I don't know if I want to be a dreamer any more, as much as a lover, an actor, a person who trusts themselves enough just to be.
I have always had two main dreams:
1. to find true love,
and
2. have my everyday life full of dolphins.
There is simplicity in this, but I constantly translate it into complicated romantic projections.

Rather than dreams, perhaps these are just truths. My truth. my own personal dharma.

I have been loyal to them since I can remember so there is no fear that these are passing whims. I am constantly transformed and motivated my love. I like to love, I like to be affectionate. I like to be in a relationship, and I like the challenges that come with it. I have proven that it is something I am always willing to make room for, regardless of what else is going on. I also love dolphins. I like watching dolphins, and I like to swim with them. Their very presence makes me feel alive and safe and connected to the universe in a way that only being 'in the arms of the beloved' (as rumi might say) would. They are my external dharma and true love my internal.
I am so tired of planning, of trying to anticipate what is next, or worse, of forcing it. Whenever I do that I am always let down.

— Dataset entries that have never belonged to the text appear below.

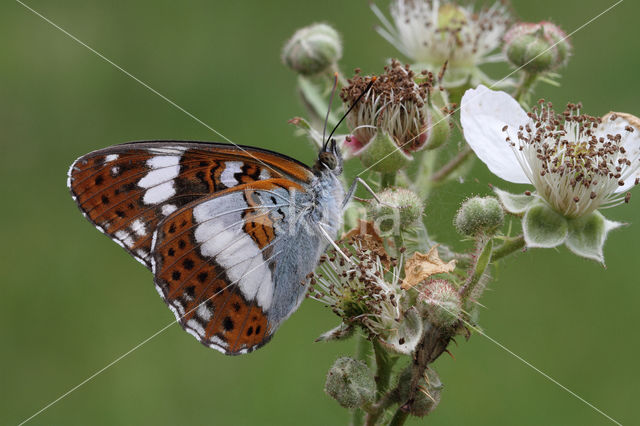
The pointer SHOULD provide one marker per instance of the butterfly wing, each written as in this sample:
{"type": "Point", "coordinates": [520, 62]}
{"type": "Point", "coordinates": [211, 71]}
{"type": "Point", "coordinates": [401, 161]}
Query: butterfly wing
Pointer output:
{"type": "Point", "coordinates": [224, 264]}
{"type": "Point", "coordinates": [126, 190]}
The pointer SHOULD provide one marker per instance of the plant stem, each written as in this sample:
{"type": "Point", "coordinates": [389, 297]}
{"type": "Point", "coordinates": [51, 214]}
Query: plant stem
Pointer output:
{"type": "Point", "coordinates": [373, 415]}
{"type": "Point", "coordinates": [388, 180]}
{"type": "Point", "coordinates": [484, 248]}
{"type": "Point", "coordinates": [399, 417]}
{"type": "Point", "coordinates": [525, 87]}
{"type": "Point", "coordinates": [510, 246]}
{"type": "Point", "coordinates": [362, 354]}
{"type": "Point", "coordinates": [452, 165]}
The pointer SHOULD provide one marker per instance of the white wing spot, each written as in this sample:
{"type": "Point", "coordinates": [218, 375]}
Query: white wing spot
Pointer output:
{"type": "Point", "coordinates": [230, 168]}
{"type": "Point", "coordinates": [167, 209]}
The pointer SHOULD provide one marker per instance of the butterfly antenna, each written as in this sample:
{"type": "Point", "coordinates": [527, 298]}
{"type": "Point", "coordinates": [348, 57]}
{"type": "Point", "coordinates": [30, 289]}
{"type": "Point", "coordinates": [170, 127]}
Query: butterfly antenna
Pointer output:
{"type": "Point", "coordinates": [364, 92]}
{"type": "Point", "coordinates": [326, 118]}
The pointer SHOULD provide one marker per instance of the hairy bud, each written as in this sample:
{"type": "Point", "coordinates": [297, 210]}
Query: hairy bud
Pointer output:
{"type": "Point", "coordinates": [312, 49]}
{"type": "Point", "coordinates": [537, 47]}
{"type": "Point", "coordinates": [479, 216]}
{"type": "Point", "coordinates": [351, 383]}
{"type": "Point", "coordinates": [400, 207]}
{"type": "Point", "coordinates": [427, 397]}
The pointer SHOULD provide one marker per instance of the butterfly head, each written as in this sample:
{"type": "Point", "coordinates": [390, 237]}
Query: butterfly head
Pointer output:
{"type": "Point", "coordinates": [329, 158]}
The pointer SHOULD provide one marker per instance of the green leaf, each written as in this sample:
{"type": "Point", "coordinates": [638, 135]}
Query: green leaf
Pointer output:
{"type": "Point", "coordinates": [404, 338]}
{"type": "Point", "coordinates": [515, 203]}
{"type": "Point", "coordinates": [383, 155]}
{"type": "Point", "coordinates": [315, 101]}
{"type": "Point", "coordinates": [543, 227]}
{"type": "Point", "coordinates": [587, 235]}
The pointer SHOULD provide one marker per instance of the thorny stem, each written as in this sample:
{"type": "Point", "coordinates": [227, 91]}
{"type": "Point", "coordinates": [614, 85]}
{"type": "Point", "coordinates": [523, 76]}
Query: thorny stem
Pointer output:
{"type": "Point", "coordinates": [384, 365]}
{"type": "Point", "coordinates": [378, 408]}
{"type": "Point", "coordinates": [484, 247]}
{"type": "Point", "coordinates": [452, 165]}
{"type": "Point", "coordinates": [510, 246]}
{"type": "Point", "coordinates": [433, 344]}
{"type": "Point", "coordinates": [362, 354]}
{"type": "Point", "coordinates": [399, 417]}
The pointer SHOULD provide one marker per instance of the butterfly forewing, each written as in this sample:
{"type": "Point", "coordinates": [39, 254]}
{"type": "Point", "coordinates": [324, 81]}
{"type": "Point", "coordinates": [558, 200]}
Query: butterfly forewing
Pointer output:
{"type": "Point", "coordinates": [127, 190]}
{"type": "Point", "coordinates": [214, 262]}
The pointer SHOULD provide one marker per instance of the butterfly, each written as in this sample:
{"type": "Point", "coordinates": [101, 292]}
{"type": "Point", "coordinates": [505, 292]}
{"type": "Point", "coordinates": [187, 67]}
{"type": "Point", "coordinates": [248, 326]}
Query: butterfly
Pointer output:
{"type": "Point", "coordinates": [229, 232]}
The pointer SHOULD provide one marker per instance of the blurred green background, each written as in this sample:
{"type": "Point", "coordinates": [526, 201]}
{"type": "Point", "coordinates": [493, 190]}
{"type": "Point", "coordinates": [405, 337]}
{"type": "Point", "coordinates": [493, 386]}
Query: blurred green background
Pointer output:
{"type": "Point", "coordinates": [72, 301]}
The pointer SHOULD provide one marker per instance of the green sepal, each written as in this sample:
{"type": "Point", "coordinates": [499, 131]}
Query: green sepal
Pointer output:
{"type": "Point", "coordinates": [404, 338]}
{"type": "Point", "coordinates": [587, 235]}
{"type": "Point", "coordinates": [382, 154]}
{"type": "Point", "coordinates": [543, 227]}
{"type": "Point", "coordinates": [514, 203]}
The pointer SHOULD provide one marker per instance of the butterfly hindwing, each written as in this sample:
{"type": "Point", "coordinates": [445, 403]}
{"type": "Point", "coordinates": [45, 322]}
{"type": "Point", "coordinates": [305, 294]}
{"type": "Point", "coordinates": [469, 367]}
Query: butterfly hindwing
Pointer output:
{"type": "Point", "coordinates": [215, 264]}
{"type": "Point", "coordinates": [127, 190]}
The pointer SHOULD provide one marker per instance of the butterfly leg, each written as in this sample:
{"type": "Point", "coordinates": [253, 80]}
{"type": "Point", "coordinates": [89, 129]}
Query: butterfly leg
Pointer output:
{"type": "Point", "coordinates": [352, 190]}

Trying to have so much control leaves you unable to see the beauty in the experience as what it is, you waste your energy on trying to figure out exactly what the experience should be and proving yourself right. Its just ego, and its gross. I'm done with it.

may we all have lives full of true love and dolphins,
janey

(ps. the above photo is one I took of my dinner a few months ago, after I randomly dumped sauce on some noodles. the heart was not intentional. sometimes we need reminders of to have faith)

Thursday, January 1, 2009

Taking the Plunge


This Year, I celebrated the new year, new hope, new joy, new love with the Boulder Polar Bear Club and dove into the Boulder res for the 2009 polar plunge. This is the third year I've jumped but it was different in a few essential ways. First of all, its the first time I've found friends crazy enough to do this with me!! (Yey Haley and Josh!) I was also pleased to find that I have shaken off so much fear in 2008. For the first time, as we got closer and closer to the front of the line to jump, I was no longer overcome with a sense of dread in the pit of my stomach. Instead, I was simply full of joy and excitement. This, I think is the real gift of taking big risks in life.

"Leap, and the net will appear"; as the Zen monks say. Not only will you find yourself safe, but able to find such great joy in the unexpected. This little tradition for me is more than just something silly, but rather a practice in letting go of the seeming security fear brings and embracing the wild beauty in living your life with love.
Happy New Year! May it be everything you ever dreamed of!